And an empty box.
Oh dear God. I wish I could remember it. It was Kashi Cocoa Beach and that's good stuff.
On the emotional front, feeling kind of odd without any family left. Mom's out of the picture, the brother has been off since I was twelve, and my father is always talking about shooting me whenever he gets the slightest bit of irritation, like my saying, "No, dad, mom is not a slut, she's a pentecostal, and she didn't cheat on you. You held a gun to her head and she left because she saw the bullets." Then he threatens to shoot me. Some people say that it's just talk, but not anymore.
Did I ever tell you about my dad? Congestive heart failure, 300 lbs, lives alone in a trailer with a chihuhua in the middle of nowhere Southern Mississippi, has his legs bound twice a week, can't see, has no feeling in his arms or legs for years, and cannot stand more than five minutes from chronic back pain. He's seventy. Until last year, his own mother was out mowing her lawn. She was 89. Same year she shot a coon out of the roof of her chicken coop. And daddy? He won't even let his sisters come clean for him. He lives in filth. All, I think, for food.

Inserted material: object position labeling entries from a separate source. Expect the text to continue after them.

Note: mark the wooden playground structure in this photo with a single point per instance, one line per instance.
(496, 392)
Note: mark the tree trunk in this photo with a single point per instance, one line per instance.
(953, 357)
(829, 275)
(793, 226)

I have a friend who's father died of alcoholism. I told him our fathers are no different, mine just isn't dead yet. A broken man, in body, a bit in mind, and lonely, for sure. He says he still looks for my mother in the mornings, and has dreams about her. But why wouldn't he listen? Why would he--after being diagnosed a diabetic eat candybars and ice cream? He would eat a half gallon of Blue Bell every two days. Two days. And now, he sits in his recliner and can't even get up to pee. He uses a gallon jug.
I love my daddy. But I don't want to end up broken like him. No more munchies. I think I'm just going to lay down when I take it. Yeah, it's funny, and its not, isn't it?